The EDBA data also indicates there is correlation between long stays for admitted patients, and walkaway rates. This data is undergoing extensive analysis, and will be reported as part of a series of analyses on the flow of EDs related to acuity, volume, use of diagnostic services, and number of patient care spaces. The data will show that longer ED lengths of stay for admitted patients lead to longer lengths of stay for all patients, and a greater propensity for patients to leave before their treatment is complete. This challenges the ED staff to find open space for incoming patients, and leads to the difficulty of keeping walkaway rates from climbing.
Dr. James Augustine is the vice president of the ED Benchmarking Alliance and the Director of Clinical Operations for Emergency Medicine Physicians.
References
- The Evolving Role Of Emergency Departments in the United States. Morganti, KG, et al. RAND Health, May 2013.

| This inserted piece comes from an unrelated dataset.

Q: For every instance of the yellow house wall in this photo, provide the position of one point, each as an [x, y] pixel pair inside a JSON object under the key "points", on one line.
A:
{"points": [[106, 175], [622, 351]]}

- Emergency Departments: Unevenly Affected by Growth and Change in Patient Use. United States Government Accounting Office. GAO/HRD-93-4. January 1993
- Hospital Emergency Departments: Crowded Conditions Vary among Hospitals and Communities. United States Government Accounting Office. GAO-03-460. March 2003
- Hospital Emergency Departments: Crowding Continues to Occur, and Some Patients Wait Longer then Recommended Time Frames. United States Government Accounting Office. GAO-09-347. April 2009
- National Preparedness: Ambulance Diversions Impede Access to Emergency Rooms. Report of the Special Investigations Division, Committee on Government Reform, United States House of Representative. October 16, 2001
- The CMS Hospital Compare website. www.medicare.gov/hospitalcompare
1 Comment
Great article. The ED Benchmarking Alliance is a fabulous organization with a database that will provide value to every ED group. Jim’s data is like a mirror showing EM physicians the impact we have on the healthcare system.